According to Refinitiv data, the shares fell to 271p in the first 20 minutes of trading. At 8:45 a.m., the stock price rose to 313 p.m.
The company set its initial share price at 390p on Tuesday, citing dirty market conditions and a backlash from big British investors to corporate governance.
According to Dealogic data, the initial public offering gave Deliverio a valuation of around £ 7.6 billion, the highest in London from Glencore’s 2011 IPO resource group.
But the food delivery app marketed more than £ 2bn in the first few moments as a public company, in one of the most significant declines in recent years.
As of Tuesday, Deliverook stressed that investors saw a “very significant demand” and that the deal was covered “more than once,” even though reduce its price range at the beginning of the week.
Deliverook sold 1.5 billion shares in the offering, and grossed $ 1 billion to invest in new business growth initiatives such as the Editions delivery kitchen network, where existing investors will earn 500 million euros.
However, retail investors who were allocated a stock of 50 million euros in the IPO marketed in the Deliveroo app will not be able to trade until next Wednesday until unconditional trading begins.
At a time when other European companies wanted to make it public in New York or Amsterdam, Deliveroo’s IPO has been hailed as a test case for a Silicon Valley-style tech company in London. The Hut Group online retailer has since made big profits The September IPO raised 1.9 billion euros, The internet ratings service Trustpilot has struggled to gain strength after its launch last week.
Deliveroo, founded in 2013, He has lost £ 224 million last year, however, revenues fell 54 percent as demand for transport was accelerated by the blockade of the pandemic across Europe.
“I am very proud to have Deliveroo in London – our home – for the public,” said CEO Will Shu. “Our goal is to definitely build an online food business and we are very excited about the future.”
Shu has excessive voting power in the stock market thanks to its dual-class share structure, which is common among Silicon Valley companies such as Google and Facebook, but rare among UK listings.
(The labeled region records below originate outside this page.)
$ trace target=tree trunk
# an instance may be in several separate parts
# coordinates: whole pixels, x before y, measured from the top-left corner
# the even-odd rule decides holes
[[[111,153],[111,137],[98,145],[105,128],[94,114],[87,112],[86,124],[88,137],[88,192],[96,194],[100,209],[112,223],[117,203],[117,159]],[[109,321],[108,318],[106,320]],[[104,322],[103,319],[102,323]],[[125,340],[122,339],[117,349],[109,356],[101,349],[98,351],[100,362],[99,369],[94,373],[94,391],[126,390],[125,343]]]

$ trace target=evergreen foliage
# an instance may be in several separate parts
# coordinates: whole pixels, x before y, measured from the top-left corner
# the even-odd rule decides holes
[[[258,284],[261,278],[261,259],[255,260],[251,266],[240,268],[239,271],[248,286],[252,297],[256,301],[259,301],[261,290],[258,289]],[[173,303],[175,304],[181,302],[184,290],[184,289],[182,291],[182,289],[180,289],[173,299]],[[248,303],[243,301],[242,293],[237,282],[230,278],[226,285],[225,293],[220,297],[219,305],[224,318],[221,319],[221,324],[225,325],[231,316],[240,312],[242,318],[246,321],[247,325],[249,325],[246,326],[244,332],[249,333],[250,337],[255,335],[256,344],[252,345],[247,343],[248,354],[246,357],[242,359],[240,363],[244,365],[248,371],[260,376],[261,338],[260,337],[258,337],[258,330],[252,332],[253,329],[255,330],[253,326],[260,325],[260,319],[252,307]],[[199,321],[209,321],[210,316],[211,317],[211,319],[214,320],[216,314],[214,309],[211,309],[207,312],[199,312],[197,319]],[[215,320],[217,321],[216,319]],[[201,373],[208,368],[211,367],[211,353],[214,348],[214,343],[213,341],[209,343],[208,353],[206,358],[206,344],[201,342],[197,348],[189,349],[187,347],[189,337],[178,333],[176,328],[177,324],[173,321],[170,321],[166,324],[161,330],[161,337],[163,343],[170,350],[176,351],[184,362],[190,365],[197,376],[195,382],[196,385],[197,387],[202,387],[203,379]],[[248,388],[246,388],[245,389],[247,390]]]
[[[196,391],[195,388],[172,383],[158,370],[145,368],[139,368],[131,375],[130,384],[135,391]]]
The arrangement will prevent Deliveroo from joining the FTSE 100 for the time being, but UK Chancellor Rishi Suna has proposed claims that will allow companies with double-class shares to enter the premium segment.
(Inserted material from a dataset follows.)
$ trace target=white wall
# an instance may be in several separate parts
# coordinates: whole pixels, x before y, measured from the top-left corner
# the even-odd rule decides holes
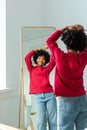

Several investors in major UK asset managers, including the fund management companies Legal & General, Aviva and Aberdeen Standard, decided not to participate in the IPO, combining regulatory risk and corporate governance concerns, especially a dual-class structure.
Amazon, the largest investor in Deliveroo, sold about £ 91 million worth of shares in the IPO, while Shuk charged around £ 26 million.
Initial investors ’Index Ventures, DST Global, Accel, Greenoaks, Bridgepoint and General Catalyst sold about 10 percent of their bets on the IPO. Two of Deliveroo’s biggest private sponsors, T Rowe Price and Fidelity, have yet to sell.
Investors in Deliveroo’s previous IPO have been barred from selling more shares for up to 180 days, according to the lockout rules.
Goldman Sachs and JPMorgan are joint global coordinators of Deliveroo, and served as book-runners for Bank of America, Citigroup, Jefferies and Numis.